“I can not come,” she wailed in anguish. “Have you no mercy?—no pity for me? There is a barrier between us that I dare not level; a chasm I can not cross.”
“There is no barrier,” responded Thorne, vehemently, “and I will acknowledge none. I am a free man; you are a free woman, and there is no law, human or divine, to keep us asunder, save the law of your own will. If there be a chasm—which I do not see; which I swear does not exist—I will cross it.
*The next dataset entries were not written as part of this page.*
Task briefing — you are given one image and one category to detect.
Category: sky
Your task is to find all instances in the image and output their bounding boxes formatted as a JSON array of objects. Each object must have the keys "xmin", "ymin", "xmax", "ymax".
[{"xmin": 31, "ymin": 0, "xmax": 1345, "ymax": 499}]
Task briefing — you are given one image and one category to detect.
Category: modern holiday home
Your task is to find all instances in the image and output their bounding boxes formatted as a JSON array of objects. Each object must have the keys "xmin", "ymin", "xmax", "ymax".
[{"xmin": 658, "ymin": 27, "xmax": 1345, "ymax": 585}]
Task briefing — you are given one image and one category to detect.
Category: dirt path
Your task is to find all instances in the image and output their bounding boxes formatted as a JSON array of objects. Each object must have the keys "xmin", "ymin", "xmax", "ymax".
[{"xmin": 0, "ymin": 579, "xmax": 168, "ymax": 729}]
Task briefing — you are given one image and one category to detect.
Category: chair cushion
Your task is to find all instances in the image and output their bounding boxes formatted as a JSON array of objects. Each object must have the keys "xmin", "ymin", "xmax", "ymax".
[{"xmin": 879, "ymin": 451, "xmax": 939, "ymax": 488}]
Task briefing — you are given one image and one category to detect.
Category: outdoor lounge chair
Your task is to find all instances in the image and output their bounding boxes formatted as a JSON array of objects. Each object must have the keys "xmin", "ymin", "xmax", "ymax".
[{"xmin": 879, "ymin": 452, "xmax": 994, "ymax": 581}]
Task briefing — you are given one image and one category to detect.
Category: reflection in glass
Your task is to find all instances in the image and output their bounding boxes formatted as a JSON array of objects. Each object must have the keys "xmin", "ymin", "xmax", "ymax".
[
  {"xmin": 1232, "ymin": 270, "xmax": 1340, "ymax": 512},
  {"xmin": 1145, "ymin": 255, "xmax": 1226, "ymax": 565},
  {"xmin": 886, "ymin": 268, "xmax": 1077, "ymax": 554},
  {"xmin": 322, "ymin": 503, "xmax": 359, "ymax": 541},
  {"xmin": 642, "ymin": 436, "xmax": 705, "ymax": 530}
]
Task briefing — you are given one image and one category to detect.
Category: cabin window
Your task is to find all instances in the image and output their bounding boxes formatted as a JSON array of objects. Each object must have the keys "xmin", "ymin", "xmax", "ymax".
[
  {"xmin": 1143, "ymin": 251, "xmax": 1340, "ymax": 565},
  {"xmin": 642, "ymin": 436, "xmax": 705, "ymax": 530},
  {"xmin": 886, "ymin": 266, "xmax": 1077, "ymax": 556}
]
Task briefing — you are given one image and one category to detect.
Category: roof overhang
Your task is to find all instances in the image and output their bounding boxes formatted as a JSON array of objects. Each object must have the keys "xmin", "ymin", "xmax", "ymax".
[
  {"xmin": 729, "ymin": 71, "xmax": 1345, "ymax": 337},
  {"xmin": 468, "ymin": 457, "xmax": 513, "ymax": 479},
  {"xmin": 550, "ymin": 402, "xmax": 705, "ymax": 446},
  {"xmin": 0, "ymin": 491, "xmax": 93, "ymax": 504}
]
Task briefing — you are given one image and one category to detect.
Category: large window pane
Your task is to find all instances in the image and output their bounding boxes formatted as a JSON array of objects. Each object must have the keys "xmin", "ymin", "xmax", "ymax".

If you can not come to me, I can come to you; and I will. You are mine, and I will hold you—here in my arms, on my breast, in my heart. Have you, and hold you, so help me God!”
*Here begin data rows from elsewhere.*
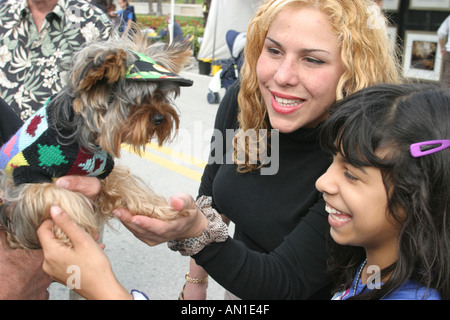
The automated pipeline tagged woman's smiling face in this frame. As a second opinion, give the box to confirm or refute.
[256,8,344,133]
[316,153,400,252]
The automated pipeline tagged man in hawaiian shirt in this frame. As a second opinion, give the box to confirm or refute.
[0,0,113,120]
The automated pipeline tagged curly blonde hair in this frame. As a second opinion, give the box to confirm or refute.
[235,0,402,172]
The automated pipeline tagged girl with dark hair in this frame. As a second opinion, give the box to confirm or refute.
[316,84,450,300]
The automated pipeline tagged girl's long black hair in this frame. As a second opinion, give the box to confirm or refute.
[321,84,450,299]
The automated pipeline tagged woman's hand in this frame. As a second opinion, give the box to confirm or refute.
[37,206,132,300]
[114,193,208,246]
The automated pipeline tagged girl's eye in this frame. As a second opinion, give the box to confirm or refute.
[305,57,325,64]
[267,48,280,55]
[344,171,358,180]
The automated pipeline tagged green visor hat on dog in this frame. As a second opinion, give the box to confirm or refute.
[125,51,194,87]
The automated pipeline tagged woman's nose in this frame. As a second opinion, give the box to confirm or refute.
[274,57,300,86]
[316,165,338,194]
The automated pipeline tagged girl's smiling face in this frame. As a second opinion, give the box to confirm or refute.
[256,7,344,133]
[316,153,400,253]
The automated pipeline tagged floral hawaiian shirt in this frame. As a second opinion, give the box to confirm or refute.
[0,0,114,120]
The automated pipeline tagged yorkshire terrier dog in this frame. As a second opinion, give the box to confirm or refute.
[0,28,192,249]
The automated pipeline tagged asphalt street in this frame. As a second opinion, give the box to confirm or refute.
[49,64,232,300]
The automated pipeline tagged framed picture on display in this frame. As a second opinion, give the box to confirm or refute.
[409,0,450,10]
[403,31,442,81]
[383,0,400,11]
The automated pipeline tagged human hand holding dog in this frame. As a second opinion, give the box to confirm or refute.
[37,206,132,300]
[114,193,208,246]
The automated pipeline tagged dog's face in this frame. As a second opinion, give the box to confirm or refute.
[68,31,192,157]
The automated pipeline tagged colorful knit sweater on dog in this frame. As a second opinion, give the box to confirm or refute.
[0,98,114,185]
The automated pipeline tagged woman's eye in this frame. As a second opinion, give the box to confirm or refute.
[267,48,281,55]
[305,58,325,64]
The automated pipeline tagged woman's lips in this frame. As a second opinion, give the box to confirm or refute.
[271,92,306,114]
[325,203,352,228]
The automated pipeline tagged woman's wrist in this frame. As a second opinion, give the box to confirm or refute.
[168,196,228,256]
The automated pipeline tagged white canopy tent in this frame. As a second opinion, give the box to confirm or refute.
[197,0,262,60]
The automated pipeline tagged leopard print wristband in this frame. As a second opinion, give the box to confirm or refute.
[167,196,228,256]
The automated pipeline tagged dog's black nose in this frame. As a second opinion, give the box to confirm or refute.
[152,114,165,126]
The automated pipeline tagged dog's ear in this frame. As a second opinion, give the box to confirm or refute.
[77,49,127,94]
[152,41,193,74]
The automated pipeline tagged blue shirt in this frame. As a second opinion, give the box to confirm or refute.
[332,268,442,300]
[117,6,136,32]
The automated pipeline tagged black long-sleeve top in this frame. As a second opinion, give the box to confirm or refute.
[193,84,331,299]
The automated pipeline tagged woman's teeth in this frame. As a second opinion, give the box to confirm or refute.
[274,96,305,107]
[325,205,351,221]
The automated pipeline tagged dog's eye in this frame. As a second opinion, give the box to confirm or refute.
[152,114,165,126]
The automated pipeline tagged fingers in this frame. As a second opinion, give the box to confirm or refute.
[169,192,196,211]
[37,220,56,249]
[55,176,101,198]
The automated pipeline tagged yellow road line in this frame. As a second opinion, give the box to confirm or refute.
[147,142,206,170]
[122,144,204,182]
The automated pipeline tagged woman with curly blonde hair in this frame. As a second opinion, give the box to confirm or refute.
[238,0,401,172]
[37,0,401,299]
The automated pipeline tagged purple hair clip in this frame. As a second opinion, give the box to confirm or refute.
[409,140,450,158]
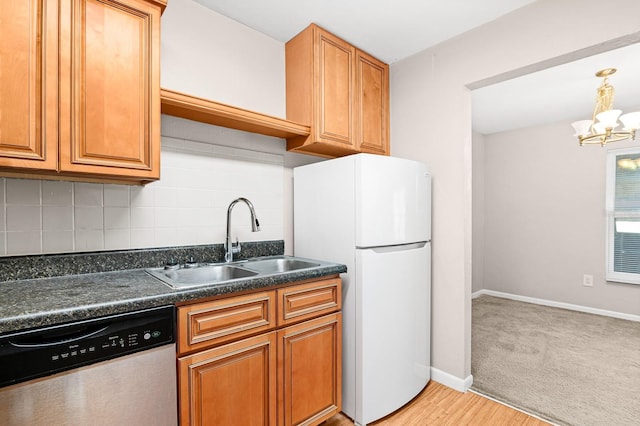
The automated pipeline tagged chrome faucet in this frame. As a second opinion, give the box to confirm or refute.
[224,197,260,262]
With a quick stride he crossed the small space between them, and stood close, but still not touching her.
“Have you no pity?” she moaned.
“None,” he answered hoarsely. “Have you any for me?—for us both? I love you—how well, God knows, I was not aware until to-night—and you love me I hope and believe. There is nothing between us save an idle scruple, which even the censorious world does not share. I ask you to commit no sin; to share no disgrace. I ask you to be my wife before the face of day; before the eyes of men; in the sight of heaven!”
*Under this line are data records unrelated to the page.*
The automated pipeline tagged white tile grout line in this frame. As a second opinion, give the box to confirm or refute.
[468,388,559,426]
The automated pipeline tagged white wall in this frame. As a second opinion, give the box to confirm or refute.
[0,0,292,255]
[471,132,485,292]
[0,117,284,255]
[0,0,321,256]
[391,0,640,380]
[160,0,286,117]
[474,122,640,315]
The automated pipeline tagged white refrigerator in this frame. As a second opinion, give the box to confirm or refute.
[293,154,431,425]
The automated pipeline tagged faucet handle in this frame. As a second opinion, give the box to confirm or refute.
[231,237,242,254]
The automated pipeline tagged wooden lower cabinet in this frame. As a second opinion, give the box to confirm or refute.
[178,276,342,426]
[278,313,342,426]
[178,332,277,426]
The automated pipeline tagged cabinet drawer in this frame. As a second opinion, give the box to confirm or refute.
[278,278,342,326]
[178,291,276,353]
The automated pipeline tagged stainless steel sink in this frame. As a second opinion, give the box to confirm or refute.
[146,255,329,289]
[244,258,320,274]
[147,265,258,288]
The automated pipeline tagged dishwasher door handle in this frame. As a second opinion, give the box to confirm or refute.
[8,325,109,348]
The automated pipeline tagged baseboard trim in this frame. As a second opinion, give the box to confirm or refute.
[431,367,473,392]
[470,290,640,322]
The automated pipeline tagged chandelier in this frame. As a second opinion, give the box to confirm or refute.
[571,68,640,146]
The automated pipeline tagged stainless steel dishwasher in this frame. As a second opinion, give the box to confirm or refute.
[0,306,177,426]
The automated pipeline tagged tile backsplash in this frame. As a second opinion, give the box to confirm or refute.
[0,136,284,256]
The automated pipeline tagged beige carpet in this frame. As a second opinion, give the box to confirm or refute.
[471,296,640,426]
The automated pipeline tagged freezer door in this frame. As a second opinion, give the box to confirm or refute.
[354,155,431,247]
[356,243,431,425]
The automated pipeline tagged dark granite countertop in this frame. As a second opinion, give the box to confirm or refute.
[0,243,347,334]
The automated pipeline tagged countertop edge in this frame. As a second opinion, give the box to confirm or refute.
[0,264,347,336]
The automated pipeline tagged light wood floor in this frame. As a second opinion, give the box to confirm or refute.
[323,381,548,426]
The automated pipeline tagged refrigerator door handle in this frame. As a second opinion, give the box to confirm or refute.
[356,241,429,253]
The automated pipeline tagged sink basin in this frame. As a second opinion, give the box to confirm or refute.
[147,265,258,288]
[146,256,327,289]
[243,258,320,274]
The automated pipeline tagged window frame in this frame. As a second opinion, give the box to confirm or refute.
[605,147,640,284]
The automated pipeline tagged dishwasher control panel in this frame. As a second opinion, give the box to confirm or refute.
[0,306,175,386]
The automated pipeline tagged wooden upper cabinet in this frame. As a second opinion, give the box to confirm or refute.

Could she be his wife in the sight of heaven? It was all so strange to her, she could not understand. Words, carelessly heard and scarcely heeded, came back to her, and rung their changes in her brain with ceaseless iteration. It was like a knell.
“Nesbit?” she said wearily, using his name unconsciously, “listen and understand me. In the eyes of the law, and of men you are free; but I can not see it so. In my eyes you are still bound.”
“I am not bound,” denied Thorne, fiercely, bringing his hand down heavily on the mantle; “whoever tells you that I am, lies, and the truth is not in him. I’ve told you all—and yet not all. Ethel Ross, the woman who was my wife—whom you say is my wife still—is about to marry again. To join her life—as free and separate from mine as though we had never met—to the life of another man. Isn’t that enough? Can’t you see how completely every tie between us is severed?”
Pocahontas shook her head. “I can not understand you, and you will not understand me,” she said mournfully; “her sin will not lessen our sin; nor her unholy marriage make ours pure and righteous.”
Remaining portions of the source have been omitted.